Reading fluently and with strong comprehension is the most important life skill a child can acquire. Third grade is a critical year for emerging readers.
- Out-of-school reading habits of students has shown that even 15 minutes a day of independent reading can expose students to more than a million words of text in a year. (Anderson, Wilson, & Fielding, 1988)
- If a child reads as much as one million words per year, they will be in top 2% of all children on standardized reading tests. If a child reads as little as 8000 words per year, they will be in bottom 2% of all children on standardized reading tests. Therefore, if you read 3,000 words every day you will be in the top 2%. If you read 20 words every day, you will be in the bottom 2%.
With all of this in mind the most important thing a child can do is spend time reading book at their just-right reading level. Students will be assessed at various points in the year to determine their just-right reading level.
How can you help?
- Serve as a model reader - read a variety of text and show enthusiasm for the materials and topics
- Take time to listen to your child read a few times per week. When you do, make it a warm read. This means, that you should ask your child to return to a previous portion of the text - the beginning of the chapter they are currently reading or a few chapters back - and have him/her start there.
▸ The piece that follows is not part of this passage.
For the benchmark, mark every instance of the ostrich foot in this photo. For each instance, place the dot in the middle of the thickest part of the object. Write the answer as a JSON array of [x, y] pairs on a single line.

- When you read with your child, if he or she makes an error, allow him/her to finish the sentence or even the paragraph. This is in hopes that he or she will catch any errors. If he/she does not catch the error, stop him/her and say, "Wait, can you go back and reread? Something did not make sense." Doing this will build the internal voices your child should hear when reading independently to alert him/her to the fact that comprehension is potentially breaking down. Upon rereading, if he/she does not correct the error, once again, allow him/her to finish the sentence or paragraph, then stop him/her and say, "Excuse me, but something still did not make sense. Let's go back and reread together."
- As you listen, pay attention to the text. After the end of a chapter, discuss the events using the Somebody-wanted-but-so strategy and any other observations regarding the characters, plot, etc.
- When reading nonfiction, before starting a text, have your reader make statements about the topic: "About (fill in the title), I think I know..." Then encourage him/her to skim and scan the Table of Contents to make predictions. "In (fill in the title of the section), I think I will learn...because..."
- Check in with your child's teacher(s) if you have any questions or concerns.